So what does that have to do with Operation Exodus and story telling? Well, each and every one of the tutors that teach at Operation Exodus are SO committed to their faith – they’re SOLD OUT to God’s faithfulness – not because someone told them to believe that way but because they have had to live it and rely on it in their own lives in a personal way. They’ve either lost parents, or have family members in gangs or who have been gunned down on the streets, or have siblings from different fathers, or have family who live on the streets, or have friends living a promiscuous lifestyle, or expectations are that they won’t graduate from High School. You name it – they’ve had to deal with it a whole lot more than I have and they all have stories…great stories of God’s redemptive power.

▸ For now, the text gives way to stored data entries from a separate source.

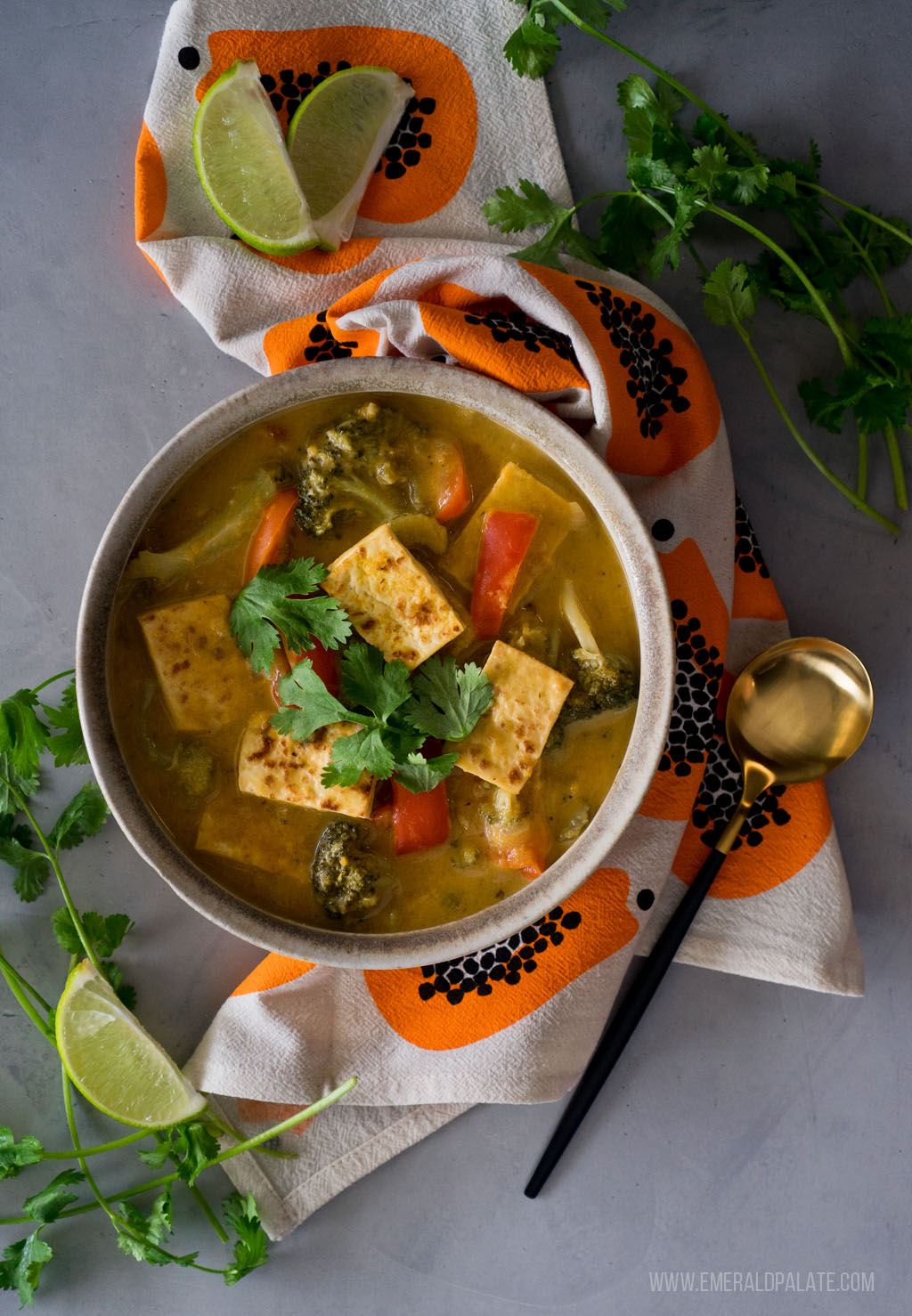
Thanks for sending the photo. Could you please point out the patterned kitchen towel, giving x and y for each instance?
(514, 1021)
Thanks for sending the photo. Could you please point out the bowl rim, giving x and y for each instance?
(645, 581)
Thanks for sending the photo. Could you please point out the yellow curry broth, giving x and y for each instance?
(423, 890)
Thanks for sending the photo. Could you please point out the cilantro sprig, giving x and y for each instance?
(30, 731)
(396, 711)
(281, 600)
(678, 176)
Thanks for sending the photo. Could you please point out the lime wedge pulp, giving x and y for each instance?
(244, 165)
(336, 138)
(113, 1061)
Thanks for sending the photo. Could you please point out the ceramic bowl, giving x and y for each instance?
(645, 581)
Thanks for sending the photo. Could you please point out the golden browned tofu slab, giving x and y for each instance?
(206, 679)
(281, 768)
(509, 735)
(516, 491)
(391, 599)
(247, 831)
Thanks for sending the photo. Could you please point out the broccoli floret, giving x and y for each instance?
(358, 467)
(344, 873)
(603, 682)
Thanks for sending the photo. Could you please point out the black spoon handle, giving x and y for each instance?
(630, 1012)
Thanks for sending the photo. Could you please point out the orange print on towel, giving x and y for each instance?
(446, 1005)
(273, 971)
(493, 337)
(782, 833)
(297, 343)
(699, 617)
(664, 407)
(428, 156)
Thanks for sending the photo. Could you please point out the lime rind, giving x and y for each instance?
(244, 166)
(113, 1061)
(336, 140)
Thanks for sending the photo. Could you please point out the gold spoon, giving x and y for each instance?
(795, 712)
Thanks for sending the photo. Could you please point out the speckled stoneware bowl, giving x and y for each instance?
(509, 408)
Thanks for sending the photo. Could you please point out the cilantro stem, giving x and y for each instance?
(857, 501)
(52, 679)
(826, 314)
(897, 466)
(248, 1145)
(52, 856)
(17, 987)
(102, 1147)
(664, 75)
(859, 209)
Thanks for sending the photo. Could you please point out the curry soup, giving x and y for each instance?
(262, 849)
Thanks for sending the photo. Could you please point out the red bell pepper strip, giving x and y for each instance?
(506, 537)
(419, 822)
(524, 848)
(267, 544)
(454, 493)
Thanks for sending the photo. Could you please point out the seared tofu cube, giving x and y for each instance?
(509, 735)
(204, 678)
(391, 599)
(247, 831)
(281, 768)
(516, 491)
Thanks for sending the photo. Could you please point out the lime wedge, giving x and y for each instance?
(244, 165)
(336, 140)
(113, 1061)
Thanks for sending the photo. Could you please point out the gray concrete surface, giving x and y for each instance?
(750, 1129)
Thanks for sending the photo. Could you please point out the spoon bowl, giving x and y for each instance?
(795, 712)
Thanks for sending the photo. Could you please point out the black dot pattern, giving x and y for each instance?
(412, 134)
(748, 556)
(517, 327)
(655, 382)
(503, 965)
(411, 137)
(322, 346)
(721, 792)
(699, 672)
(289, 88)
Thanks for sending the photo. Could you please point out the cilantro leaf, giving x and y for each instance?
(32, 867)
(369, 682)
(143, 1236)
(83, 816)
(50, 1202)
(729, 294)
(308, 703)
(191, 1145)
(21, 1265)
(448, 701)
(22, 735)
(14, 1156)
(627, 233)
(12, 781)
(419, 774)
(363, 751)
(279, 602)
(532, 47)
(511, 211)
(69, 746)
(104, 932)
(251, 1247)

So that means they’re all writers! Writing stories that don’t match the norm of where they live. Writing stories of a better way to live life. Making a difference in the lives of young kids by mentoring them in a program that gets them off the streets and directs them to their Creator and gives them tangible tools to succeed in life. And it’s hard and exhausting and yet they continue to walk alongside these children – day by day, and sometimes on Saturdays, and then they spend several nights a week at their churches worshipping God (mind you…not for just the 90 min. every Sunday that we here are accustomed to but more like 3 hours on a Sunday morning), growing in their own character and living a lifestyle that far outshines my feeble faith. They are writing their own personal stories…and helping the kids at Operation Exodus to write theirs. And it’s exhausting, but they live for storytelling…and they’re so good at it.

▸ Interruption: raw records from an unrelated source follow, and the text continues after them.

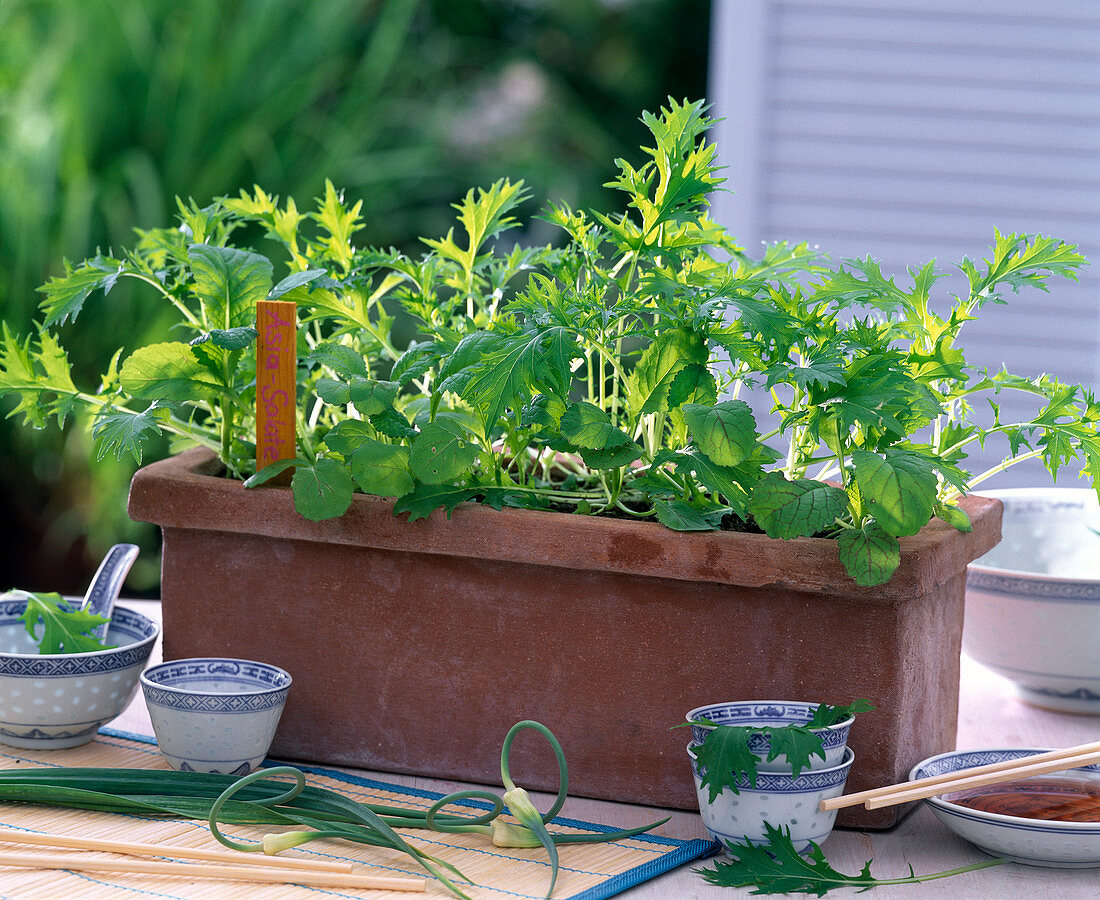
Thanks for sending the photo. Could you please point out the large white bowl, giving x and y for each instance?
(1033, 602)
(1034, 842)
(52, 701)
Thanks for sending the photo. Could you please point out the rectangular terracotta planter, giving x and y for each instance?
(414, 647)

The grace part of this is that the heartbeat of Christianity is being awakened by God, whether you live in California or the Inner City of New York, sought out by His relentless love despite our tendency to wander, despite whether we worship for 90 minutes or 180 minutes, and then by God’s grace making a difference. Its amazing and I am in awe and overwhelmed by being forgiven. It makes me whole, which makes me more helpful in this world and helps me understand this grace thing, which better enables me to serve others.
Operation Exodus tutors! You ROCK…..and I was honored to work alongside you all.